Les mécanismes cellulaires responsables de l’action analgésique à long terme de l’ocytocine commencent à être décrits.
Si l’ocytocine est une hormone impliquée dans l’accouchement, l’allaitement, l’attachement…, elle intervient aussi dans la modulation de la douleur. Jusqu’ici inconnu, ce rôle a été précisé par une équipe internationale qui comprend l’Institut des neurosciences cellulaires et intégratives (INCI) du CNRS et de l’université de Strasbourg et des chercheurs de l’Inserm. Elle a découvert qu’une trentaine de neurones, situés dans une zone de l’hypothalamus, libèrent de l’ocytocine dans le sang et la moelle épinière et atténuent la sensation douloureuse. Ces observations, conduites chez le rat, ont été publiées dans Neuron en mars 2016.
« L’activation de ces seuls neurones suffit pour diminuer de 30 % à 40 % une douleur inflammatoire chez ce rongeur. Sur les quelque 100 milliards de neurones dans le cerveau, et environ 8 000 neurones ocytocinergiques chez le rat, seul un petit nombre de cellules – une trentaine – exerce une telle action physiologique et régule la douleur », souligne l’étude. « Si l’effet analgésique ne nous a pas étonnés, nous avons été surpris du si petit nombre de neurones impliqués », relate Alexandre Charlet, chargé de recherche au CNRS, qui a coordonné cette étude avec Valery Grinevich, du Centre allemand de recherche sur le cancer (DKFZ) d’Heidelberg.
Comment ça marche ? « Ces trente petits neurones de l’hypothalamus exercent un double effet analgésique.

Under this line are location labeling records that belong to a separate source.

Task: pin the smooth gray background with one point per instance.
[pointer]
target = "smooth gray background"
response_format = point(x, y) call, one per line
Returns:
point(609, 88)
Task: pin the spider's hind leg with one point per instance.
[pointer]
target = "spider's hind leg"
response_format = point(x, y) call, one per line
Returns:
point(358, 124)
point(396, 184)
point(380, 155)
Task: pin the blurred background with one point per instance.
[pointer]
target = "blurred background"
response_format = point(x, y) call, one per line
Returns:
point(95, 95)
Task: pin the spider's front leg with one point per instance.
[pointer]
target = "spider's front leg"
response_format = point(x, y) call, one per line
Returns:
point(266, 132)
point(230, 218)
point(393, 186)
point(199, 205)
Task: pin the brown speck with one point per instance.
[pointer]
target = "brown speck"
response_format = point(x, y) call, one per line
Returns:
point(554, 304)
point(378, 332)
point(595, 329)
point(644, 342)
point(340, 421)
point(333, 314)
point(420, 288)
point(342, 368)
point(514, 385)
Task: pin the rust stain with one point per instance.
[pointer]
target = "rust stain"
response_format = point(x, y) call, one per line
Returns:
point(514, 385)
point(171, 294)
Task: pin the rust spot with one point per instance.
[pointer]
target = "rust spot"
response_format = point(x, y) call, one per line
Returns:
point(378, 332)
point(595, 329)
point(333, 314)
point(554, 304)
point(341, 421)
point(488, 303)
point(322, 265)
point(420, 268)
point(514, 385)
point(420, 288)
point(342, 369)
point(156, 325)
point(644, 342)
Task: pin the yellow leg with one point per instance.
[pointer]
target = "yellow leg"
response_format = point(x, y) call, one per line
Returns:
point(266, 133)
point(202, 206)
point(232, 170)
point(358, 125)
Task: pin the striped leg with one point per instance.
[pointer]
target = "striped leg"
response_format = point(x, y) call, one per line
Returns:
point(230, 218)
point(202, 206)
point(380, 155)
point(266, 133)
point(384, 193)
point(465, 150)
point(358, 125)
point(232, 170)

Ils provoquent une libération d’ocytocine à la fois dans la moelle épinière profonde, grâce à leurs longs prolongements (les axones), et dans le sang afin d’inhiber les neurones sensibles au stimulus douloureux », indique un communiqué du CNRS. L’ocytocine exerce donc une action à la fois centrale et périphérique, dans plusieurs régions corticales, dont l’amygdale, largement impliquée dans les processus émotionnels associés à la douleur et à l’anxiété.
Quid des applications cliniques ?
Le même groupe de recherche avait aussi mis en avant dès 2013 certains des mécanismes cellulaires responsables de l’action analgésique à long terme de l’ocytocine, lorsqu’elle est libérée dans la moelle épinière des rats présentant des douleurs inflammatoires.
Quant aux applications cliniques, Alexandre Charlet reste prudent. En effet, la matrice de la douleur est très complexe, mobilisant plusieurs zones dans le cerveau. Plus généralement, dans les essais cliniques, l’ocytocine administrée est une hormone modifiée, qui est libérée trop vite… Alexandre Charlet se dit sceptique sur les sprays nasaux, en estimant que l’ocytocine n’atteint pas les fibres nerveuses, et que leur effet « ne doit pas être supérieur à celui d’un placebo ».
Quant au moment de la naissance, stress majeur et source de douleur aussi chez le nouveau-né, l’équipe du professeur Hugo Lagercrantz (Karolinska Institutet, Stockholm) avait déjà mis en évidence que les bébés nés par césarienne sentaient plus la douleur que ceux nés par voie basse, suggérant un processus antidouleur pendant l’accouchement, pouvant venir de l’ocytocine produite par la mère. L’équipe de Roustem Khazipov et Yehezkel Ben-Ari, de l’Institut de neurobiologie de la Méditerranée (Inserm-université de la Méditerranée), avait souligné que l’ocytocine ne fait pas que stimuler les contractions. L’hormone pourrait aussi avoir un effet antalgique chez le rat à la naissance, en réduisant la concentration des ions chlorures dans les neurones de la douleur.
Par ailleurs, le fait de placer le bébé en peau à peau contre la poitrine de l’un des deux parents est de plus en plus utilisé pour les nouveau-nés prématurés. « Cela induit une forte augmentation des taux sanguins d’ocytocine et permet d’atténuer la douleur », pointe aussi Alexandre Charlet. Des travaux mexicains ont récemment mis en avant un nouveau site d’action physiologiquement pertinent dans la modulation de la douleur par l’ocytocine : les extrémités périphériques des neurones nociceptifs, qui transmettent le message douloureux depuis la peau.